Each day we have a $1 billion opportunity to bake resilience into our infrastructure—but are we missing it?

When people talk about infrastructure resilience, they often confine their discussion to disaster response and recovery. This view of resilience is too common and too narrow. Better processes, practices, and procedures will improve our national resilience, especially in the short term. But the fact remains that we are constrained by the inherent limitations of the structures that were built 10, 20, or even 100 years ago. I contend that our greatest opportunity to achieve long-term sustainable resilience is to “bake it in” to the structures—the wires, pipes, roads, bridges, computer networks, and so on—that make up our critical infrastructures.

Won’t this take a long time? Yes! Building in resilience is a long-term proposition. It not only involves installing new equipment and technologies, but also reconfiguring road systems and designing complex computer networks to take a hit without losing critical functions.

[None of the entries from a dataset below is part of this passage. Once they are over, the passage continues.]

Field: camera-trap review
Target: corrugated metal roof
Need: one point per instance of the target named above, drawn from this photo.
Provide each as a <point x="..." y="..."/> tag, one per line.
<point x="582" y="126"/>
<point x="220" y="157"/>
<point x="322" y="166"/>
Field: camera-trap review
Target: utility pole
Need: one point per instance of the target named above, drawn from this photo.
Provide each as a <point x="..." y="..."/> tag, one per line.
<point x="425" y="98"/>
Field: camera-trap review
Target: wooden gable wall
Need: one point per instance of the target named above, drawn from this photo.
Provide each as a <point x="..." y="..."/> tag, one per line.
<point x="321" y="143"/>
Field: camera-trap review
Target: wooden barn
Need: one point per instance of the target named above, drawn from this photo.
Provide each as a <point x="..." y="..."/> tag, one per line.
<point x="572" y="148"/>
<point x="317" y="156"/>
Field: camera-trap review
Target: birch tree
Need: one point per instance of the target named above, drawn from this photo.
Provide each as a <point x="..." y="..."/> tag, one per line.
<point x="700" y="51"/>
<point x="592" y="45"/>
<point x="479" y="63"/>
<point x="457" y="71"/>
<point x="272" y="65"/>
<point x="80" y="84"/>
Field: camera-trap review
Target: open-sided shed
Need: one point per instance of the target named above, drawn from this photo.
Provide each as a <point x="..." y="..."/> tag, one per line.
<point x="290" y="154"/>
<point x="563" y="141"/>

But every day that we delay we miss a huge opportunity to invest in resilience. How much? About $1 billion each day.

Investment in U.S. Critical Infrastructure

Reliable estimates of U.S. infrastructure investment are hard to come by. For example, the American Society of Civil Engineers, the McKinsey Global Institute, the Council of Foreign Affairs, the Brookings Institution, and the Cato Institute have all developed estimates of infrastructure investment, but they do not use the same definitions or data sources. So I decided to prepare my own very rough estimate.

According to the U.S. Census Bureau, total annualized construction spending (public and private) in the United States topped $900 billion by mid-2013. (Although infrastructure investment includes both equipment purchases and construction spending, I focus only on the latter because it represents the largest portion of the total for most sectors.) Sector-by-sector construction spending data is published by the Census Bureau (through the St. Louis Federal Reserve Economic Data website). Of these, 11 sectors—communications, commercial, offices, power, health care, highways and roads, transportation, water supply, sewer and waste, lodging, and manufacturing—correspond to critical infrastructure sectors. Although these sectors do not align exactly with the sectors identified in PPD-21 and by DHS, they overlap with at least 9 of the 16 critical infrastructure sectors, including many that make very large capital investments each year.

Over the past four years, combined construction spending in these 11 sectors fluctuated between about $350 billion to $400 billion per year. This means that each day we spend at least $1 billion in new infrastructure that has the potential to bake in resilience for the life of that structure, be it 5 years for computer systems or 100 years or more for bridges and roads. But are the capital planners looking at resilience features and consulting with technologists and emergency managers? Are they considering materials that can better absorb shocks? Are they designing communication and electrical networks to be redundant and self-healing? Are they locating structures to take advantage of natural barriers? Are they anticipating rising sea levels?

The built environment represents our best opportunity to strengthen resilience but we will need to rethink infrastructure. Post-recession construction spending is on the rise, giving us an excellent window of opportunity to embed resilient features into new structures, often at no added cost. But we need a vision that encourages collaboration among business leaders, policymakers, city planners, scientists and engineers, emergency managers, and financiers. We need to encourage equipment upgrades rather than one-for-one replacement. We need public support for wholesale infrastructure improvements on blue-sky days, not just in the wake of disasters. The question isn’t should we spend—but how we make the best of our $1 billion/day investment.